Central African Republic (CAR) descended into chaos in March 2013 when predominantly Muslim Seleka rebels seized power, triggering reprisals by “anti-balaka” Christian militias who drove tens of thousands of Muslims from the south in a de facto partition of the landlocked country.
Although rival armed groups agreed to a peace accord in May, the conflict has continued at a lower intensity, and a transitional government has been unable to assert its authority over all of the vast, mineral-rich territory.
The export of diamonds from CAR was banned in May 2013 by the Kimberley Process, which represents 81 countries, including the United States, the European Union, Russia, China and all major diamond-producing nations. The group was formed to prevent so-called blood diamonds from funding conflicts.
In its interim report to the CAR sanctions committee, the U.N. Security Council’s panel of experts said the illicit trade in diamonds is still funding major players in the conflict and increasingly involves neighboring countries such as Cameroon and Chad.
The panel has not previously highlighted the role of Cameroon in the conflict diamond trade. But the report does not directly implicate Cameroon authorities in the trade.
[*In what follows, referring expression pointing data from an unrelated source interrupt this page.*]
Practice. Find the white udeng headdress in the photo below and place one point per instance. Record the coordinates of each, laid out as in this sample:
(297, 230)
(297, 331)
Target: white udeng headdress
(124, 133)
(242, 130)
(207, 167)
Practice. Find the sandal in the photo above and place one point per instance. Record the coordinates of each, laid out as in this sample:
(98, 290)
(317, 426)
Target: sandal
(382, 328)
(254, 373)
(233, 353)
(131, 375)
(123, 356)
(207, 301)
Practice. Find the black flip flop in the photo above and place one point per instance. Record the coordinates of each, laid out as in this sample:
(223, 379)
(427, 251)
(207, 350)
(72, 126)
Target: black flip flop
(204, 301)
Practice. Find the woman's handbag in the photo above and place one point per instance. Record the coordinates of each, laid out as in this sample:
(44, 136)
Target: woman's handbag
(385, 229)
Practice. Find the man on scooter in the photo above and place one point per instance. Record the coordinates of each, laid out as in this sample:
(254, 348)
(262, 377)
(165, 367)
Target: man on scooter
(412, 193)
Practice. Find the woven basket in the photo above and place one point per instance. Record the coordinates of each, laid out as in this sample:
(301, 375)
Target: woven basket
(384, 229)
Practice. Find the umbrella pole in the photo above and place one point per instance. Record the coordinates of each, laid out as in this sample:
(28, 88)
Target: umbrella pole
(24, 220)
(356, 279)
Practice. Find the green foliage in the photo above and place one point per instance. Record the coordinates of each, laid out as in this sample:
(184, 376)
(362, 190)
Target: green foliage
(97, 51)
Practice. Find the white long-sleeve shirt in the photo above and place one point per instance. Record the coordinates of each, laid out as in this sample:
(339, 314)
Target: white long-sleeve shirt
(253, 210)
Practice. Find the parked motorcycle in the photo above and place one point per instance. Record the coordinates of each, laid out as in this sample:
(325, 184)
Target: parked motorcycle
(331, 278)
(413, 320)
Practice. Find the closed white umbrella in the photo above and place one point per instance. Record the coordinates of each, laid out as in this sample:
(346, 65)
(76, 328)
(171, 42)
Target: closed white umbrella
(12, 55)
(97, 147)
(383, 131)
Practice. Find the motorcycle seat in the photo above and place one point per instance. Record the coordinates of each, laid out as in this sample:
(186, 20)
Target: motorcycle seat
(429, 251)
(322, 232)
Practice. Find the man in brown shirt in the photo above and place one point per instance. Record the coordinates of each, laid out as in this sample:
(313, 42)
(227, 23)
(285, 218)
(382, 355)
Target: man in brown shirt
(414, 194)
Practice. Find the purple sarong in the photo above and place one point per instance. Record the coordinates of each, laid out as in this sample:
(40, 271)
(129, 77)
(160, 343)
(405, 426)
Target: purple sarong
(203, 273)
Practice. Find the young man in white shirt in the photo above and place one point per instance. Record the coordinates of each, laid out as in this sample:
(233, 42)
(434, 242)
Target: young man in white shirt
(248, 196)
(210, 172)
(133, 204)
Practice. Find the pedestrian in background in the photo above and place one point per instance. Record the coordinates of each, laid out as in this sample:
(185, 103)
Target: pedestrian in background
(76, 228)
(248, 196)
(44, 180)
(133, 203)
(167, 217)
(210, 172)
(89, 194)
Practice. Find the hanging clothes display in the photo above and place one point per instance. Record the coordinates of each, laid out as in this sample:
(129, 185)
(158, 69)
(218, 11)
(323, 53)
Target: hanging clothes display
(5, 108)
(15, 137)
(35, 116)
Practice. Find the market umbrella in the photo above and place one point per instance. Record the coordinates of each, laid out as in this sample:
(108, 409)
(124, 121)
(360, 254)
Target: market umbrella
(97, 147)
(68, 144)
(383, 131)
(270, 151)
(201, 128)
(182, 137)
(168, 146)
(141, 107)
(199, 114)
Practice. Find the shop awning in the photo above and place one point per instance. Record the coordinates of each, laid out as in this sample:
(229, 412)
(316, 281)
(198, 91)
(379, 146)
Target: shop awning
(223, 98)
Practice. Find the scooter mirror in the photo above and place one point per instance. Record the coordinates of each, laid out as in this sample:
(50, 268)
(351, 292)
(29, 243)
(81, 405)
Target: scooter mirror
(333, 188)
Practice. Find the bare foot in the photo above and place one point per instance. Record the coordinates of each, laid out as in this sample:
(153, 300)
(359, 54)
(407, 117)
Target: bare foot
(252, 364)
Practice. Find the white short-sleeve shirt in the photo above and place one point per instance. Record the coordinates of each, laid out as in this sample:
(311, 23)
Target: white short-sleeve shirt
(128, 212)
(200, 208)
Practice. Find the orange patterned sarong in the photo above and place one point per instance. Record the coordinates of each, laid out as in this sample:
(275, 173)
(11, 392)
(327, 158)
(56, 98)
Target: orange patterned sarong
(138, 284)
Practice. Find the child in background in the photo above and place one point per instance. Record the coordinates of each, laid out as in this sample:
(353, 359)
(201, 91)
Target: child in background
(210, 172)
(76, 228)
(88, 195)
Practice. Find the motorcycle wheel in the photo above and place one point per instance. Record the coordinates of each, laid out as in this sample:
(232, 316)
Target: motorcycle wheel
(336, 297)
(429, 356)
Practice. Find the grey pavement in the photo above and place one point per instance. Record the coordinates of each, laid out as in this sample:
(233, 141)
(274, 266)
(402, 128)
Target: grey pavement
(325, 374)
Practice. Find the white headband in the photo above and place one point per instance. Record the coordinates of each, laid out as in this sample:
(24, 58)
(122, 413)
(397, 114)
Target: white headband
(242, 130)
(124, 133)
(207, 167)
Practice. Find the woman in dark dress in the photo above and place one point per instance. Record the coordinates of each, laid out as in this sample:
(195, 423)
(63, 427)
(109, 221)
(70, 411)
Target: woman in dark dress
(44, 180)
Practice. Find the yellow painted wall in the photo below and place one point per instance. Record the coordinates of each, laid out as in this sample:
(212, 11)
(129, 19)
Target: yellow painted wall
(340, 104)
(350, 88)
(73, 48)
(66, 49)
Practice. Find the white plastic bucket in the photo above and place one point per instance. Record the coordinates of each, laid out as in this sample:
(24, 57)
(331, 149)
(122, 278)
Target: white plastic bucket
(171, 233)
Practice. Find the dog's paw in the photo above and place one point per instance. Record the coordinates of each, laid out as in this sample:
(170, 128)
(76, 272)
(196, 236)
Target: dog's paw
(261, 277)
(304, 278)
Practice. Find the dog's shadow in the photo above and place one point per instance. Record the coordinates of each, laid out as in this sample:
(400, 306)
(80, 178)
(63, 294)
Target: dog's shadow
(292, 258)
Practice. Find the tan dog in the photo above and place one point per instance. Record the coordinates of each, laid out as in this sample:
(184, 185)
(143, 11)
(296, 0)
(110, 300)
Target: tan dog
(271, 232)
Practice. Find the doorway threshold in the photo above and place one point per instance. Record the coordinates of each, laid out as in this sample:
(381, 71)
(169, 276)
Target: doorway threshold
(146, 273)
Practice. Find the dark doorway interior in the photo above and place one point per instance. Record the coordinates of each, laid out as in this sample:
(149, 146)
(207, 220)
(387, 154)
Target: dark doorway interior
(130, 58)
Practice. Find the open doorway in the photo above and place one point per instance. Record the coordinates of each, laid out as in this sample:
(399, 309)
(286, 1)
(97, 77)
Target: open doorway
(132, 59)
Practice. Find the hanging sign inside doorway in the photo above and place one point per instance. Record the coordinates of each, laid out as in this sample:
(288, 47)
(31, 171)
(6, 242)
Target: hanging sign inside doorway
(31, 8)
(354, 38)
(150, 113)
“Despite a decline in violence by anti-balaka elements in the southwest, some anti-balaka continue to be involved in the illicit exploitation of diamonds,” the panel said in the report, seen by Reuters.
“Diamond mines in the (sub-prefecture) of Amada Gaza (Mambere-Kadei province) are violently contested between anti-balaka and armed Peul,” the experts said.
Many Muslims from the Peul ethnic group were displaced by the war.